Being Angry
I am still angry about Katrina. I am angry because I live in NJ. Where we have forgotten about Katrina already cause, you know, its pretty far away, and it didn't affect us like 911 did. Where I have to talk to people who think that New Orleans shouldn't be rebuilt. Where people ask how you are getting to New Orleans and when you say, flying, ask if there is still an airport there. Where they dont understand how a person like you could be bringing their kid to a naked orgy like Mardi Gras. Where they wonder why you still have a picture of a collapsed house on your wall - wasn't that last year's news? Where they ask if the city will come back and you say it depends on the government, and they say "well you cant really expect them to pay for everyone's house, we can't afford that. They knew the risks of living in that place and chose to stay there." Where they say, I never knew you were from New Orleans, you don't talk funny.
I don't want to have a civil discussion about seaports and culture and finances and the "soul of America". I just pray that an Atlantic coast hurricane comes this year and drowns their dog and wipes that smirk off their face. I think I live far enough inland to not be affected that much. I have batteries, water, canned goods, propane, and a couple N95 facemasks too. I am as ready as I can be. So I guess I dont have much of a choice as to what my opinion is when I read the discussion with .Suspect Device, Traveling Mermaid, and others about being negative vs. being self sufficient. Yes surely we need to take greater steps to be self sufficent. If Katrina didn't convince us of that nothing will. Of course people will "move on", its only natural. But I am still angry. When I am angry, sometimes I am negative too. I do want to do something constructive, and see positive steps. I think back to something I heard on TV where some congressman was asked why he visited New Orleans with the Women of the Storm sponsored group. He said, because they asked me to.
We need to be as self sufficent as we can. We need to ask for help. We need to be angry. They are not mutually exclusive.

7 Comments:
Great sentiments! Glad I found your blog. I live in PA and face the same attitudes that you do and I'm so angry. There are certain members of my own family that I cant stand to be in the same room with anymore because of their ignorance. And the people that live here where I do, I would expect them to be a hell of alot more compassionate since we lived through terrible flooding after Hurricane Agnes in '72.
That's why we blog, to find each other. I'm starting to wonder how we lived before the internet.
Liz,
It is why so many of us blog - you're so right.
I sometimes get really angry here in Katy, just outside Houston, where Katrina, and Rita, and New Orleans, and the whole thing seems to be one big burden now to so many. It's not everybody, but it's often enough... and it's hardly remote.
Once you're from New Orleans, that's just who you are... and whether you're in NJ, or Alaska, or Egypt, it's a unique identity that is like a mantle to wrap around oneself -- to always remember.
Yes.

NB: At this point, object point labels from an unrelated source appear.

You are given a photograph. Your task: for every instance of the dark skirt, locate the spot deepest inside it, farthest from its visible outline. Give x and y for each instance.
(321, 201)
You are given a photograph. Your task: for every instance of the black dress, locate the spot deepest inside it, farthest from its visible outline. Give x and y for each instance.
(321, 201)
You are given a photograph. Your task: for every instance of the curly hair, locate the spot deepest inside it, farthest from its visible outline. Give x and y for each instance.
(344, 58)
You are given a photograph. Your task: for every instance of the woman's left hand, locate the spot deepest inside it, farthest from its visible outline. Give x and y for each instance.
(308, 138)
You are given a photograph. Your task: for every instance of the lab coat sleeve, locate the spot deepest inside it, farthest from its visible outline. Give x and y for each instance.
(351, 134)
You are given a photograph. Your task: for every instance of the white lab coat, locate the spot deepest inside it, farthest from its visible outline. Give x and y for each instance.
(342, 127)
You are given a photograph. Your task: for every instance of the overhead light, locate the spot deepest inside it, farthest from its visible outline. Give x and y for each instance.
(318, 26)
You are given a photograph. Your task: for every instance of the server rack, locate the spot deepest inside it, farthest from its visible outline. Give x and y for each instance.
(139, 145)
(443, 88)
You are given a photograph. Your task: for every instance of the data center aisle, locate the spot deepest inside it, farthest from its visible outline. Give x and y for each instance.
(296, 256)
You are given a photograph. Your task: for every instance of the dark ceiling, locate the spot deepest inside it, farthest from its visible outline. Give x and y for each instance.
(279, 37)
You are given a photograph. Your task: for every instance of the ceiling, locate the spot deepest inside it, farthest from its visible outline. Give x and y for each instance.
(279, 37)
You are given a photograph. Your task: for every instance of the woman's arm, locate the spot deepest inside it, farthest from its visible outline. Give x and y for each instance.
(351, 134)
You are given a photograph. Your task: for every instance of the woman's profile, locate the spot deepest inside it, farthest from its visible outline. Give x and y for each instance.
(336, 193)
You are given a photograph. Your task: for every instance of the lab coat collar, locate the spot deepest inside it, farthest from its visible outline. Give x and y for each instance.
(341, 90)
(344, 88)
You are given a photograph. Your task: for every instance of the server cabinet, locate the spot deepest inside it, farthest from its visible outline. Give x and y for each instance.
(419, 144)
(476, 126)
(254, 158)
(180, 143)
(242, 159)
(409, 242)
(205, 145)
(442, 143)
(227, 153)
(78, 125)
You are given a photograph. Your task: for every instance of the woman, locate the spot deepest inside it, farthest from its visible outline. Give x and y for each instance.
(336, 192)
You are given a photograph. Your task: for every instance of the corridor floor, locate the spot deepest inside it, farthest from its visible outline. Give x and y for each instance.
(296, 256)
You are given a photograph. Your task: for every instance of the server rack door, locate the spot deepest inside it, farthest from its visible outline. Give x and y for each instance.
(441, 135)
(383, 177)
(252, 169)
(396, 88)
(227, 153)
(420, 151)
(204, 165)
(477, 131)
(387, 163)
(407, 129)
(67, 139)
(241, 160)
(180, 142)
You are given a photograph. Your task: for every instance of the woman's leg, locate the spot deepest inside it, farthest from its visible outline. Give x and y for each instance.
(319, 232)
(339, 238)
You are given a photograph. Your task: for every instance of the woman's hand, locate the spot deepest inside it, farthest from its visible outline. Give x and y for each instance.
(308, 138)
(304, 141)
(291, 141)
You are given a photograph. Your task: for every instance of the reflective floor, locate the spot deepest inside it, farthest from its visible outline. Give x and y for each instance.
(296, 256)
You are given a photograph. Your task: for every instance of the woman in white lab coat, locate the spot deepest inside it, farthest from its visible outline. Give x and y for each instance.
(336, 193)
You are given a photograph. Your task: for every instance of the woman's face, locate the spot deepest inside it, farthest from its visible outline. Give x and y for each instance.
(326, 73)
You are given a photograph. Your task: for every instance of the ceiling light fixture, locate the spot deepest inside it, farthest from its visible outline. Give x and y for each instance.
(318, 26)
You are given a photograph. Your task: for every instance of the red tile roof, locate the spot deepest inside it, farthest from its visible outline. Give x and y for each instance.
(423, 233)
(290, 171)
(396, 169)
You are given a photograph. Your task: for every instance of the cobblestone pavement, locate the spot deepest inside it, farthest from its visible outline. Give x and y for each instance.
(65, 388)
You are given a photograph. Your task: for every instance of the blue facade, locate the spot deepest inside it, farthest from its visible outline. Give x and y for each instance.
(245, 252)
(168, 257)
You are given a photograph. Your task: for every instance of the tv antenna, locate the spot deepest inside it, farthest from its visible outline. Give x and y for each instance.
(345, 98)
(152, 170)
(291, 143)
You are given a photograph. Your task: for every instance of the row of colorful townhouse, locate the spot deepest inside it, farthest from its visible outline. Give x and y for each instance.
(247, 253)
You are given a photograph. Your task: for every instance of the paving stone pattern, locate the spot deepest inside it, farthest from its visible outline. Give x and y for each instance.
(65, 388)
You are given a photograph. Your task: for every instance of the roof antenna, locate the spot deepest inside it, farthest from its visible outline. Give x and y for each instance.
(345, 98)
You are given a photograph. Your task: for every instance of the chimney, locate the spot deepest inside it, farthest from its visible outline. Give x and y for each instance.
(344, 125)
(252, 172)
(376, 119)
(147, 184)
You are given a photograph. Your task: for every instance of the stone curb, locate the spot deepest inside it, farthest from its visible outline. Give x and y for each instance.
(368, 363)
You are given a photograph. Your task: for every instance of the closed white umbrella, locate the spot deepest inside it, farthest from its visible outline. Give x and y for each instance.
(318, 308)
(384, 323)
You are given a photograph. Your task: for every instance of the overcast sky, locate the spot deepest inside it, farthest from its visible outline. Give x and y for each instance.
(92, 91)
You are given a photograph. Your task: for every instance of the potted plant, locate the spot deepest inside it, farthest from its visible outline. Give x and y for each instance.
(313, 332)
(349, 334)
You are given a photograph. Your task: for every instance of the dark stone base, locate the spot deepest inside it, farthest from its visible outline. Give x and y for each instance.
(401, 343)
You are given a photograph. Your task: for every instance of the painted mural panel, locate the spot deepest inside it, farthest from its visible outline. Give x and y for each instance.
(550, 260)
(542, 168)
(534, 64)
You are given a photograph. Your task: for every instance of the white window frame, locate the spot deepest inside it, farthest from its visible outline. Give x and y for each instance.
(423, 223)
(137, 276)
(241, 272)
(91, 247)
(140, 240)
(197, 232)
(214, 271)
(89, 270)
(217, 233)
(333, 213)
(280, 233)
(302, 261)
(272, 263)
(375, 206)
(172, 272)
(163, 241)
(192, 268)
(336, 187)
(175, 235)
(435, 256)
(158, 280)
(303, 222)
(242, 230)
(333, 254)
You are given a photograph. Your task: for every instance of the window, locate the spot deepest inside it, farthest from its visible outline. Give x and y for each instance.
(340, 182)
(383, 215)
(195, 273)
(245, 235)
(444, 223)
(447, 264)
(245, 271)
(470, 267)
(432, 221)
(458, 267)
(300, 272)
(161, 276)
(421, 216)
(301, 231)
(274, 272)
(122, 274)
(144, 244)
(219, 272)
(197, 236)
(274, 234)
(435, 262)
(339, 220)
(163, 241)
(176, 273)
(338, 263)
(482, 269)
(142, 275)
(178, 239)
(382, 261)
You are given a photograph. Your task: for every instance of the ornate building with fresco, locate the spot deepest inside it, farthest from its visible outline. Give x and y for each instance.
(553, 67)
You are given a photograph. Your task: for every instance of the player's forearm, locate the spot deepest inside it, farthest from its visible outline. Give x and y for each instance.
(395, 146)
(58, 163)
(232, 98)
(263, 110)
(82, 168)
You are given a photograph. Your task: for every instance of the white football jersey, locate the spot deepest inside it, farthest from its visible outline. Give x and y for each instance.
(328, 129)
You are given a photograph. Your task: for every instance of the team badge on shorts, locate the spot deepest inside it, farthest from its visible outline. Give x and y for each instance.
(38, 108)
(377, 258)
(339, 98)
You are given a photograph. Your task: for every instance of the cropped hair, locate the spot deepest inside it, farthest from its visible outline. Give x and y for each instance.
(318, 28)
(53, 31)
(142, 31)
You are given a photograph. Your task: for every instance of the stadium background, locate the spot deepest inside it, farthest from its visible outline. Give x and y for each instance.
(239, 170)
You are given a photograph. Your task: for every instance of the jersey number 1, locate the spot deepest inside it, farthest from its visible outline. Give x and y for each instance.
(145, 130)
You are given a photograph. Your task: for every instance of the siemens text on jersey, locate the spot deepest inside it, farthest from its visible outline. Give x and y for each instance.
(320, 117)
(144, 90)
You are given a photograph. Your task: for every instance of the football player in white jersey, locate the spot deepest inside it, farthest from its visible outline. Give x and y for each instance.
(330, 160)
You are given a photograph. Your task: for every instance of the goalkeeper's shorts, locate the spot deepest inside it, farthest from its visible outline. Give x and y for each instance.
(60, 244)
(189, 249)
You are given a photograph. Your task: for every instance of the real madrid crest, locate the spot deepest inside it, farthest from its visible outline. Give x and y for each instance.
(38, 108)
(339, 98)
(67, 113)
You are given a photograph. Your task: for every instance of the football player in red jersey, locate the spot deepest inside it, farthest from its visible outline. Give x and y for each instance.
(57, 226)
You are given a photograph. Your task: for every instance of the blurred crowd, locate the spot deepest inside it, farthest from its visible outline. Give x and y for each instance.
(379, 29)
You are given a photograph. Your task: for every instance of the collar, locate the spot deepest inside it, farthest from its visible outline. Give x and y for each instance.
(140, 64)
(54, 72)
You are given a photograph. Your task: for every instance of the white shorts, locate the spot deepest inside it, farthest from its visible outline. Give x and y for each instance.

That's why we blog indeed. Keep the anger. It goes with the compassion, and makes us all strong.
(smile...) Good post, Liz.
Thanks, but I wish I didn't have to be so angry.
Thank you Thank you Thank you.
They are tearing down 1600 homes in the Lower ninth ward, finalized this week.
They just found a man dead in his laundry shed in Mid- City, four blocks from where I taught.
Some of my former students' names are still on the missing person's list.
People are living in houses you can see through.
The first named storm is in the Pacific.
Well, I'm coming in a bit late (June 6) but I wanted to say all of your comments are valid and heartening. Polimom knows me - she is the reason I began blogging! You know, the anger burns like a bonfire then it dies into embers. It's a never ending cycle. We should keep the anger but focus it in a constructive way. I have gotten to the point where the anger was so intense for so long that I just burned out. All I know to do is lay low and blog happy stuff until something comes along that ignites my fire again. And it always does.
Thanks to all for your positive energy./TM
I understand your feelings. I spent six months in the pro-military, pro-Bush city of Virginia Beach, VA where it was nearly impossible to shake off the belief that it was Democrats Nagin and Blanco that set up Bush to look bad.
I know the truth has come out to explain so much more of what really happened but most of these people don't care.
Yes, it can make you bitter but you can't talk people out of stupid.